# O\*NET Occupational Categories

* O\*NET categorized detailed occupations into categories such as __Bright Outlook__, __Green Economy Sector__, __STEM__ and __New & Emerging__.
* The first three categories can be reached from the [link](#https://www.onetonline.org/find/) and _New & Emerging_ occupations can be reached from [here](https://www.onetcenter.org/reports/NewEmerging.html).
* The aim is to merge all categories into one file and match the occupational titles with O\*NET data to identify important _abilities, knowledge, skills_ and _work activities_ for each category. Also, the data will be used to measure if any observed difference (premium) between categories in terms of earnings.

# Table of Contents

1. [Bright Occupations](#Bright-Occupations)
2. [Green Occupations](#Green-Occupations)
3. [STEM Occupations](#STEM-Occupations)
4. [New & Emerging Occupations](#New-&-Emerging-Occupations)
5. [All Categories into One](#All-Categories-into-One)
6. [O\*NET-SOC Occupations and Occupation Categories](#O\*NET-SOC-Occupations-and-Occupation-Categories)
    
    6.1. [Number of Occupations in Each Category](#Number-of-Occupations-in-Each-Category)
    
    6.2. [Number of O\*NET-SOC Occupations in Each Category](#Number-of-O\*NET-SOC-Occupations-in-Each-Category)
    
    6.3. [Number of Occupations with O\*NET data in Each Category](#Number-of-Occupations-with-O\*NET-data-in-Each-Category)
    
    6.4. [Number of Overlapping Occupations in Each Category](#Number-of-Overlapping-Occupations-in-Each-Category)

In [1]:
from IPython.core.display import display, HTML
display(HTML('<style>.container { width:80% !important; }</style>'))
from sklearn.preprocessing import OneHotEncoder
import pandas as pd
import numpy as np
enc = OneHotEncoder()

# Bright Occupations

Data can be obtained from the [link](https://www.onetonline.org/find/bright?b=0&g=Go)

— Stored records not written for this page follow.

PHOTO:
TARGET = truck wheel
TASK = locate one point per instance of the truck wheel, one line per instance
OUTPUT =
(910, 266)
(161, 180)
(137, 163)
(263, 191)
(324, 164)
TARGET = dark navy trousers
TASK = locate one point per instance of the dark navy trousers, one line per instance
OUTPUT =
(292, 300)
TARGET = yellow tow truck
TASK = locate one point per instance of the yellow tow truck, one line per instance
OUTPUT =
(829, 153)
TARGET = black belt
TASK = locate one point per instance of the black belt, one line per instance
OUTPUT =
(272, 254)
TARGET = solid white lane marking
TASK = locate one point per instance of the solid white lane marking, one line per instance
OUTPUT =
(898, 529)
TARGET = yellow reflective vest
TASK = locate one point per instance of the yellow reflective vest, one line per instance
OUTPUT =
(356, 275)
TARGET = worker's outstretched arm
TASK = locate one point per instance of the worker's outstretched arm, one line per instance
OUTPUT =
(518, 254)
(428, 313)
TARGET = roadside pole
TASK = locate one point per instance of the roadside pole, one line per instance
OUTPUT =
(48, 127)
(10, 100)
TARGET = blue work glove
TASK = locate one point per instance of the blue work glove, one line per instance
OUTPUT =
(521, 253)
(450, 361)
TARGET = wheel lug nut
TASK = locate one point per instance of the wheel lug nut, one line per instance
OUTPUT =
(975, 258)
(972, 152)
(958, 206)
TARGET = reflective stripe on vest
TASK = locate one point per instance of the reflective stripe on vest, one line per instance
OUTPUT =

* __Rapid Growth__: projected to grow faster than average (employment increase of 7% or more) over the period 2018-2028
* __Numerous Job Openings__:  projected to have 100,000 or more job openings over the period 2018-2028

* `onetsoccode`: O\*NET detailed occupation code
* `title`: O\*NET detailed occupation title
* `num_job_open`: (dummy) if occupations is considered a __Numerous Job Openings__ occupation
* `rapid_growth`: (dummy) if occupations is considered a __Rapid Growth__ occupation

In [2]:
df_bright = pd.read_csv('csv_files/ONET_occ_categories/All_Bright_Outlook_Occupations.csv')
# encode categorical variable 1: rapid_growth 0: num_job_open
df_encoded = pd.DataFrame(enc.fit_transform(df_bright[['Categories']]).toarray())
df_bright = df_bright.join(df_encoded) # add encoded columns
df_bright.columns = ['onetsoccode', 'title', 'categories',
                     'num_job_open', 'rapid_growth', 'both']
df_bright['num_job_open'] = df_bright['num_job_open'] + df_bright['both']
df_bright['rapid_growth'] = df_bright['rapid_growth'] + df_bright['both']
df_bright.drop(['categories', 'both'], axis=1, inplace=True)
df_bright.head()

Unnamed: 0,onetsoccode,title,num_job_open,rapid_growth
0,13-2011.01,Accountants,1.0,1.0
1,13-2011.00,Accountants and Auditors,1.0,1.0
2,27-2011.00,Actors,0.0,1.0
3,15-2011.00,Actuaries,0.0,1.0
4,29-1199.01,Acupuncturists,0.0,1.0


# Green Occupations

Data can be obtained from the [link](https://www.onetcenter.org/dictionary/22.0/excel/green_occupations.html)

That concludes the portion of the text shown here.